Zinedine Zidane was always expected to get the Real Madrid job someday. The Frenchman had retired from his playing career a club legend, having won them a ninth Champions League with a scintillating volley against Bayer Leverkusen in 2002. He later served as an assistant to Carlo Ancelotti when the Italian took reins at the Santiago Bernabeu and delivered the club their much-wanted La Decima – the tenth European Cup.
Zidane subsequently took charge of Real Madrid’s youth team with the understanding that he will land the top job someday.
As Ancelotti was unceremoniously sacked, there were expectations that Zidane would be called upon but surprisingly the job went to former Liverpool and Napoli boss Rafael Benitez. The Spaniard couldn’t last long and after a draw against Valencia in early 2015, he got the boot and Zidane finally got the nod.
The man who was always likely to get the Real Madrid top job finally got it after some strange sequence of events and there was a belief amongst the fans and pundits alike that Zidane was still undercooked for the job and needed more time with the reserves to hone his skills.
Zidane had some hiccups in his early days in first team management as a 1-0 league loss at the hands of bitter rivals Atletico Madrid led him to declare that La Liga race was effectively over.
However, his team strung together a series of good results both in Europe and in the domestic competition to ultimately win an unprecedented 11th European Cup and finish runners-up to Barcelona in the league.
However, concerns still remain.
It is no exaggeration to say that Real Madrid had a very fortuitous draw in the Champions League. In the knockout stages, they first drew a hapless Roma, who couldn’t hit the target no matter how clear chances they got. Their striking power was so toothless that manager Luciano Spaletti lambasted his charges afterwards and there was a sense that had Roma taken their chances they may as well have progressed ahead of Real Madrid.

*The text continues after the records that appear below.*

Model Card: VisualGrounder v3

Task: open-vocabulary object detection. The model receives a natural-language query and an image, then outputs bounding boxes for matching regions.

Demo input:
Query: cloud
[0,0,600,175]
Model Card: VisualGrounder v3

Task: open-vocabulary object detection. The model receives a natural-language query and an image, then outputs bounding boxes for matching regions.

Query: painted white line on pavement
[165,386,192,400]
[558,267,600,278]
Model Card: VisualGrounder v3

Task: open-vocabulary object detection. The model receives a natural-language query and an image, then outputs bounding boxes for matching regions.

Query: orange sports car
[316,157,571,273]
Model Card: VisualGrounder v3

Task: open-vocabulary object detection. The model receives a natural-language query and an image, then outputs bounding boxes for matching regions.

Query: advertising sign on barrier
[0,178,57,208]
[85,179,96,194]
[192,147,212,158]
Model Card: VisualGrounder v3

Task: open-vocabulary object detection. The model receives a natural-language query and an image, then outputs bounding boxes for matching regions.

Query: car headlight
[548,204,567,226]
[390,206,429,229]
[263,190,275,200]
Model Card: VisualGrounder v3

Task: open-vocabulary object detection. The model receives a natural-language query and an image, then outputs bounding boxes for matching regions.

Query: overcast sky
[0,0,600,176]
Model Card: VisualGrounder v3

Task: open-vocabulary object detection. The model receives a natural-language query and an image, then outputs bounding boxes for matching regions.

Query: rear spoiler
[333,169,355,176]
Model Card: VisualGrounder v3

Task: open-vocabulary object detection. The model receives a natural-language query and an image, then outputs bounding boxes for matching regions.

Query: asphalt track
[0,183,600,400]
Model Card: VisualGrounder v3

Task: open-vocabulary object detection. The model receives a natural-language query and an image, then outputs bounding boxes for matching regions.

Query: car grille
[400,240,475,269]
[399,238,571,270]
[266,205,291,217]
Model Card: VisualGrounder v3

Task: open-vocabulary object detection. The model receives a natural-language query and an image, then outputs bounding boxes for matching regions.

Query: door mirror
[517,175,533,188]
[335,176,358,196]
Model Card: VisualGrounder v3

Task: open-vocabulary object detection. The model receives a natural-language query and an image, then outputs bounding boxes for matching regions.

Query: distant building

Wolfsburg in the quarter-final weren’t frightful prospect either, but to their credit the Germans took a surprise 2-0 advantage into the second leg at the Bernabeu, where they squandered it by losing 3-0. Wolfsburg did put up a fight in the first leg, but there were far stronger sides that Real Madrid were fortunate not to draw.
The semi-final against Manchester City is one of the most insipid Champions League football anyone will ever see. The English outfit somehow managed to get a scoreless draw at the Etihad, but their display at the Bernabeu was so spineless that it would have put anyone to sleep. Real Madrid cruised to a 1-0 win.
The only real opposition that Real Madrid faced was in the final where they prevailed only after a penalty shootout.
All in all, Zidane was incredibly lucky with the draw working in his team’s favour as he delivered a Champions League in his debut first-team managerial campaign.
However, his team still lack a clear identity. The manager hasn’t been able to put a clear system in place. Zidane lines up his team in a 4-3-3 formation with Casemiro doing the dirty work in midfield, but there are no clear channels of attack. He is helped by the presence of Gareth Bale, Cristiano Ronaldo and Karim Benzema up front as those players create their own chances but against tactically strong teams Real Madrid may suffer.
Real Madrid will again be stretched to the limit for the league title, with Barcelona and Atletico Madrid in the fray.
Also, there are some very tactically astute managers in Europe with Massimiliano Allegri, Pep Guardiola, Carlo Ancelotti and Diego Simeone all in contention, and if Zidane is not as lucky with the draw as he was last season, he may well end the season without any silverware.
And that, as Ancelotti and many past Real Madrid managers will tell you, doesn’t sit well with Florentino Perez. It may just be bye-bye Zidane next year.